In line with our previous articles, today we will see how to create, schedule, and monitor a pipeline in synapse using synapse analytics studio.

  • Pipeline is ETL with workflow where we will execute and extract the results. A pipeline can be a single or group of activities to be run.
  • Activity is a task to implement and execute as part of the pipeline.

To keep it short I am not going to explain in detail about the pipelines since we have already discussed them in our azure data factory articles. If you want to know in detail what pipelines are, I suggest you to take a look at those once.

Once the pipeline is created click and drag notebook tool from synapse dropdown. At this time this will be blank and will act as an object which calls the contents of the code or the workflow inside.

Once we have named (optional) our notebook, we have to select the base parameter dropdown to the notebook which we the code or workflow present inside. Base parameter is nothing but the notebook on which we have the codes.

Once the pipeline has been set, we can run it through trigger or manual run.

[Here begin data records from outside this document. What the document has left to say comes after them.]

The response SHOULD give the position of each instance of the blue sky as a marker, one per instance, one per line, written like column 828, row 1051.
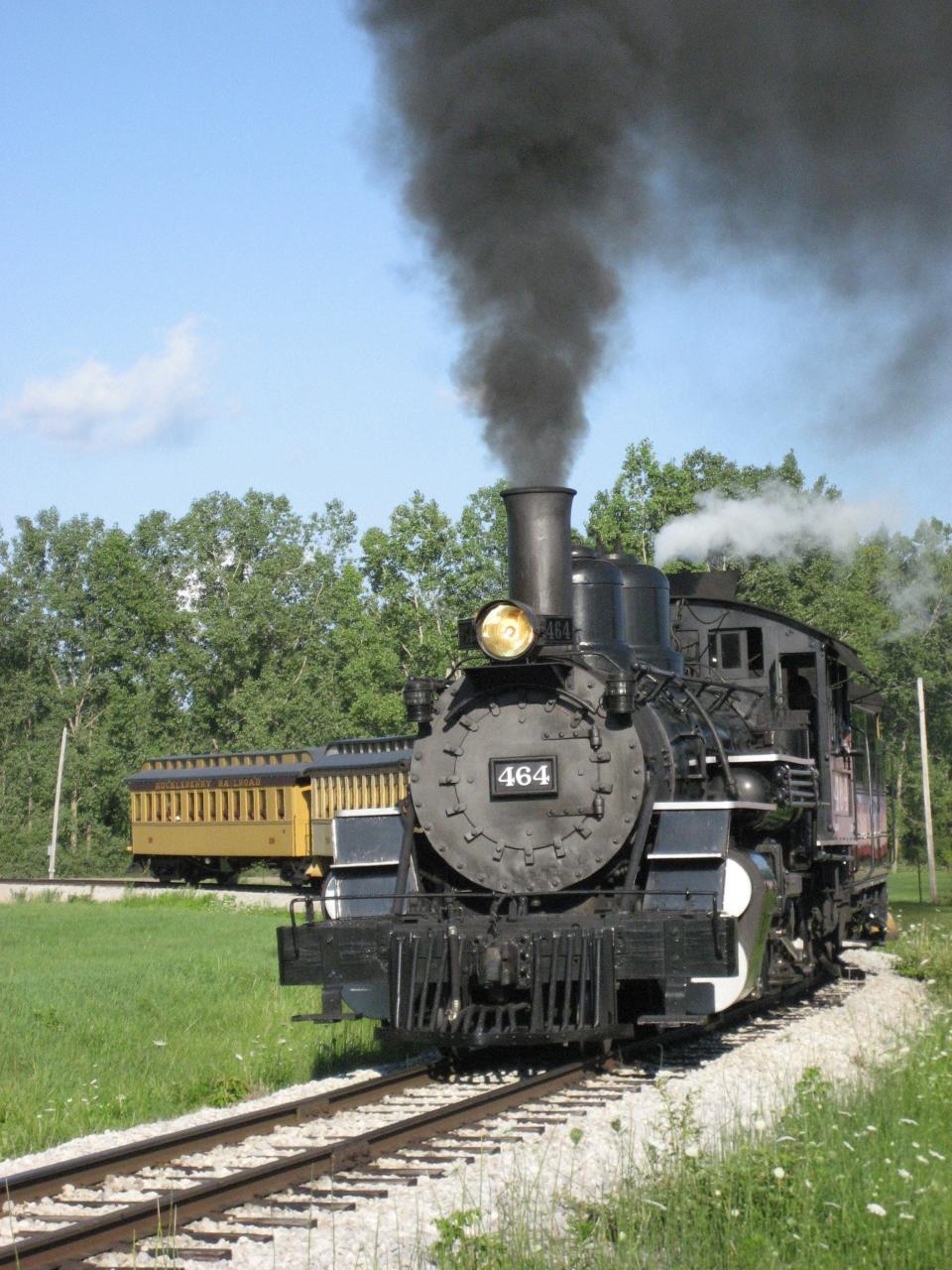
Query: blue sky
column 207, row 282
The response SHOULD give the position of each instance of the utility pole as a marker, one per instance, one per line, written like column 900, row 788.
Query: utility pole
column 927, row 794
column 51, row 849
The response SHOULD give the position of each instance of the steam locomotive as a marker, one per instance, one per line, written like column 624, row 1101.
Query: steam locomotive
column 640, row 806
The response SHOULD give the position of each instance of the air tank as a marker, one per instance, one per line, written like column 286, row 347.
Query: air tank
column 647, row 602
column 598, row 604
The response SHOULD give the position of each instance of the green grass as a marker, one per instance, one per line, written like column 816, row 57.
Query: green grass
column 128, row 1011
column 858, row 1176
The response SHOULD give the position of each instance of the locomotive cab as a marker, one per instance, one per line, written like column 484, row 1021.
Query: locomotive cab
column 613, row 820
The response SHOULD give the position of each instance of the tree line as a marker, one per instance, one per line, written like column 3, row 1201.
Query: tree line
column 245, row 625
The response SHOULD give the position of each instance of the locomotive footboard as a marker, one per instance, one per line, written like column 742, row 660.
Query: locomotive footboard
column 475, row 983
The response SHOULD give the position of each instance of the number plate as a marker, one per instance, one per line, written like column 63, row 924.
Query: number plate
column 518, row 778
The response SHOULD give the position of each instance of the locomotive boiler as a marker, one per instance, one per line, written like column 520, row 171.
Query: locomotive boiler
column 626, row 808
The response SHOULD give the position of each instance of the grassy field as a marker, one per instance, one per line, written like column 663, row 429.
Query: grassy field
column 121, row 1012
column 856, row 1178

For triggering this pipeline we have to make sure that it has been published first, as we cannot run them without publishing except for the Debug option. I have published them all and let’s trigger now.

We will receive a notification that the pipeline has started but if we want to monitor it, click on the monitor pane on the left side and can see the duration and status. We can also click on the pipeline name, in case we have multiple pipelines running parallelly and view the current status.

It will highlight the current running notebook if we have more than one workflow attached into a single pipeline. In our case since we have only one pipeline, it just shows that.

After around three minutes our pipeline run is completed successfully.

We have a lot of options to filter and see the progress of our task, even by each row or even reads/writes.

Now let’s go to our storage account and check the storage to check if the files have been created.

The files have been created as per our PySpark query.

Summary

This is a simple article on how to integrate pipelines in azure synapse analytics using synapse studio. Pipelines are common for both azure data factory and azure synapse. If you could understand the concept in anyone of it, then this will be easy.